Don't you just love the last roses of summer? The colours are so vibrant, as if wanting to imprint the image in prep for the long, cold winter.

This rose is a polyantha called Ballerina. It blooms steadily from early summer until, well, now. No diseases, no naked lady syndrome, just blooms and blooms.

The rest of the garden is pretty well done except for a couple of geraniums which refuse to let a little cold bother them. I got the geraniums as Ego's last spring and have been delighted with them ever since. They don't grow oversized but bloom and bloom and bloom in the most wonderful red.

The Autumn Crocus and the Colchicum are lying in disarray now. They lasted two weeks and I felt so lucky. They are such a lovely surprise toward the end of September.

Did I tell you that I haven't gardened this year? I was so disinterested with gardening and my garden shows it. Ah well, there's always another year, isn't there. The rose and the colchicums have revived my interest.

Friday, September 14, 2012

You're Anal If...

A beautiful rainy day in early fall/late summer. What better day to do something anal like fall clean cupboards. Take all the dishes out. Load dishwasher with all the dishes I haven't used in several months. (Why am I keeping those dishes, anyway?) Wipe down shelves, doors and trim. Sort and clean spice bottles. Put them back in alphabetical order --- nothing anal about me at all!

Saturday, September 8, 2012

Waterfront Property

Everyone has waterfront property.
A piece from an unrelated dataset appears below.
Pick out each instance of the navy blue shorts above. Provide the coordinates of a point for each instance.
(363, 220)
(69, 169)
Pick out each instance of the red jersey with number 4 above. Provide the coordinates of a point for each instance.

What we put on our lawns and what builds up in our curbs eventually ends up in our lakes and rivers. The leaves in the curb leach phosphorus that runs through our sewer systems and on into our waterways. Our city helps by cleaning the streets often. We can help by watching our curbs and doing a bit of clean-up ourselves. It rained cats and dogs today. Here's what has collected at my curb and sewer inlet.

Thursday, August 30, 2012

Small Is What I Got

Small is what you get if you don't thin your crop.  We seeded too many and then didn't have the heart to toss the little guys out.
Tonight we're going to have 25 little carrots for dinner.

There's more to this veggie gardening than meets the eye. You either thin carrots as they grow or as you eat them! Is there a life lesson here?

Wednesday, August 29, 2012

Times Are Changing



Times are changing.  Gardening now includes eatables.  In my son-in-law's backyard, we built 7 boxes and are veggie gardening in raised beds.  Here's a picture of our Swiss chard.  Isn't it lovely?

Some thing we're learning:

1.  Veggies are meant to be harvested.  In my flower gardening days, I seldom picked.  I like the flowers where they are planted.  Not so with veggies.  
2.  How many tomatoes and zucchini can you really eat without getting tired of them?
3.  Thinning is important.
4. Spacing is an important skill.

Are we excited about our veggie garden?  You bet.  Will we do it next year?  You bet.  And next year we will be more experienced and better veggie gardeners.